Disability Discrimination: July 2010 Archives

July 23, 2010

Amendments to the Americans with Disabilities Act have Significant Ramifications to Employees Claiming Workers' Compensation Injuries and Medical Restrictions

Employees who are injured on the job and placed on lifting or other restrictions may find relief in the 2008 Amendments to the Americans with Disabilities Act (the "Amendments to the ADA"), which became law on January 1, 2009. Under the Amendments to the ADA, a person with a 20-pound lifting restriction that is not of short-term duration may qualify as a person with a "disability" under the law, to which the employer must provide a reasonable accommodation. Thus, if an employee who was injured on the job and has reached the maximum medical improvement, but still has medical restrictions, he should request a reasonable accommodation from his employer so that he or she can continue working with his or her disability.

One of the most important ramifications of the Amendments to the ADA is in the definition of what constitutes a "disability" under the law. Specifically, the Amendments to the ADA specifically overruled the U.S. Supreme Court's decision in Toyota Motor Manufacturing, Kentucky, Inc. v. Williams, 534 U.S. 184, 122 S.Ct. 681, 151 L.Ed.2d 615 (2002), where the Court held in order to show that a plaintiff has a disability, he or she must show that his or her impairment substantially limits one or more major life activities that are of "central importance to most people's daily lives." In that case, the employee worked on the assembly line of an automobile manufacturing plant, where she developed several work-related ailments, including bilateral carpal tunnel syndrome and bilateral tendinitis due to the manual work that she performed. She filed a claim under the Kentucky Workers' Compensation statute and was treated, but was placed on lifting and other restrictions. The employee was eventually fired and it was unclear whether it was because she missed work due to her injuries and/or refused to work in the rotation required by the employer. The U.S. Supreme Court found that she did have a "disability" under the ADA because she did not show that her impairments substantially limited one or more major life activities that are of "central importance to most people's daily lives."
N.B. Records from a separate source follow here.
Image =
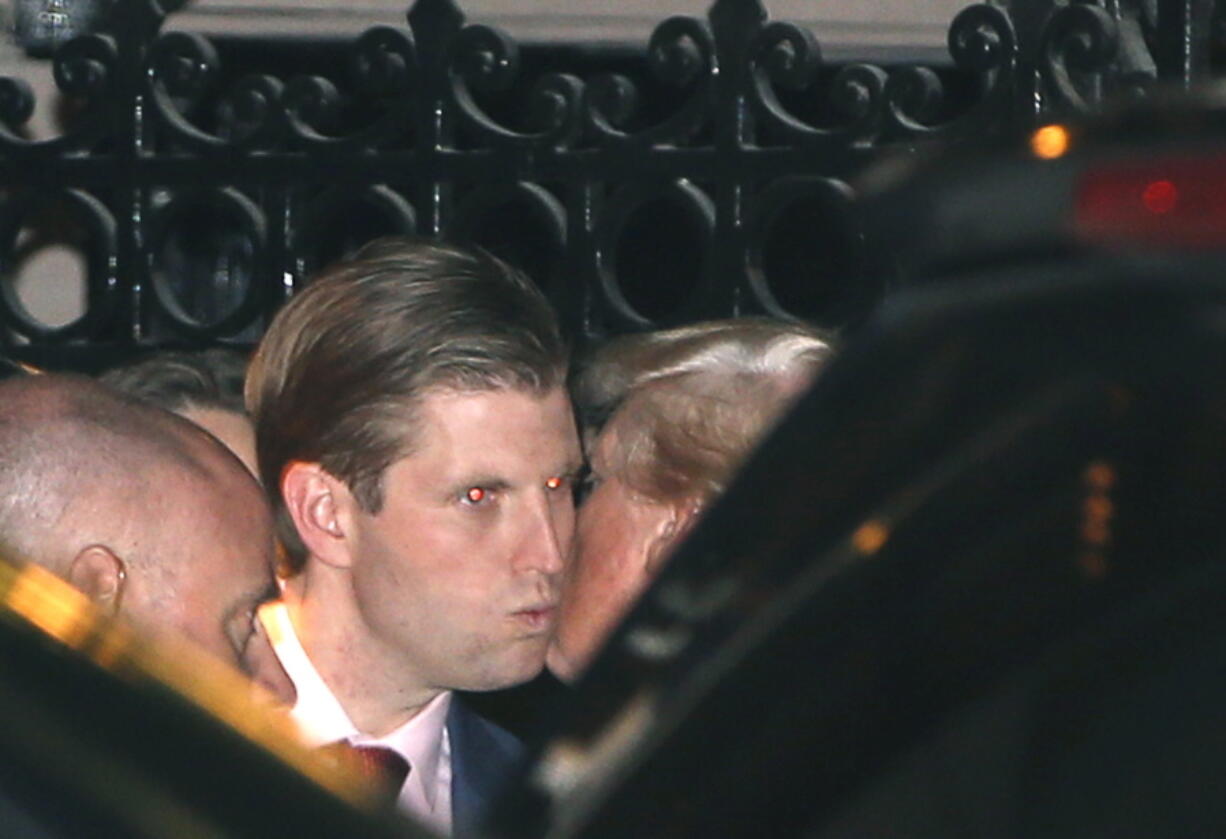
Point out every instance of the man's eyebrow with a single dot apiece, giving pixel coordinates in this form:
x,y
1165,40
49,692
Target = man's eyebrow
x,y
483,481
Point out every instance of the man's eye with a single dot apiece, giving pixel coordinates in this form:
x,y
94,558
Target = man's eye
x,y
475,496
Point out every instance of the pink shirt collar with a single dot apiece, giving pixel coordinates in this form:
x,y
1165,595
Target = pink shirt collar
x,y
423,741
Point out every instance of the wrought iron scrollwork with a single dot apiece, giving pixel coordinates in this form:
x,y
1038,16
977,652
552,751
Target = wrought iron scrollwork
x,y
183,70
682,55
790,57
383,68
85,69
981,42
731,139
1080,42
486,59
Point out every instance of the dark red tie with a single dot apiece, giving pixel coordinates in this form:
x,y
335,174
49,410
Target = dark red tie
x,y
383,768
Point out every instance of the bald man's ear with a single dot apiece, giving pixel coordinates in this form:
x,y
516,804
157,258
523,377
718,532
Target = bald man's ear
x,y
316,502
670,530
101,574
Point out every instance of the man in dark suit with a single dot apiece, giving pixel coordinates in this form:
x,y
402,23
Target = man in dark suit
x,y
416,437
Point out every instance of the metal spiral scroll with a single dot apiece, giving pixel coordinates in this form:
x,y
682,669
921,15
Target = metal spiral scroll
x,y
679,54
85,69
981,41
383,66
790,57
486,59
1078,39
183,69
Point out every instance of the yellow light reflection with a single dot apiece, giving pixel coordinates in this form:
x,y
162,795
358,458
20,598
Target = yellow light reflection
x,y
49,604
869,537
1050,142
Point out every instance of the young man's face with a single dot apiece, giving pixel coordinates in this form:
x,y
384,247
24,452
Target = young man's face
x,y
457,575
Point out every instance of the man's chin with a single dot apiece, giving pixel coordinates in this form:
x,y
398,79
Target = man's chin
x,y
560,665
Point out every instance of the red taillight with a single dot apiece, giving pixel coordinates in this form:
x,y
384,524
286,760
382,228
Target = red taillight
x,y
1177,203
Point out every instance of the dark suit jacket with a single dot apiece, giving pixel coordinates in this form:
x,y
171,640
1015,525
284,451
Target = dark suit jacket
x,y
482,757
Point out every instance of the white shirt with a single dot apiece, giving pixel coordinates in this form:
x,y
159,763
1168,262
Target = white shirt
x,y
423,741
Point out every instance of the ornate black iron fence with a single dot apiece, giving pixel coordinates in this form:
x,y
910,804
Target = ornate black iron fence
x,y
711,180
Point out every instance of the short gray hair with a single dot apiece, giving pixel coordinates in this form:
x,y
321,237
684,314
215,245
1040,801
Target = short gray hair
x,y
692,402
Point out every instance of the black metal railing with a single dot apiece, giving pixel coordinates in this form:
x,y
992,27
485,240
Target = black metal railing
x,y
709,182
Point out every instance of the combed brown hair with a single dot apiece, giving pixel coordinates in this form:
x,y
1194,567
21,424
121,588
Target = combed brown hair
x,y
178,380
692,402
340,371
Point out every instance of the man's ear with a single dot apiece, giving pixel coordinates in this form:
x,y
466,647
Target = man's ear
x,y
673,525
316,501
101,574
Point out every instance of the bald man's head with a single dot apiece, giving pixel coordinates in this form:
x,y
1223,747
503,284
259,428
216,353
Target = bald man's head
x,y
139,508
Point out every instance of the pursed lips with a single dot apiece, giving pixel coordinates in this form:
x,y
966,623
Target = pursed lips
x,y
538,617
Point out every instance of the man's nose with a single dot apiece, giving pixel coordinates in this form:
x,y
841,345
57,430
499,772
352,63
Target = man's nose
x,y
547,541
264,667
Based on this decision, courts have routinely held that an employee's inability to consistently lift heavy weights due to a work-related injury was not a disability under the ADA. However, the Amendments to the ADA change all that and specifically provide that an individual need not demonstrate a limitation in the ability to perform activities of central importance to daily life. Now, someone with a medical restriction that is not of short-term duration is a person with a "disability" under the law and the employer must provide a reasonable accommodation so that he or she can continue working.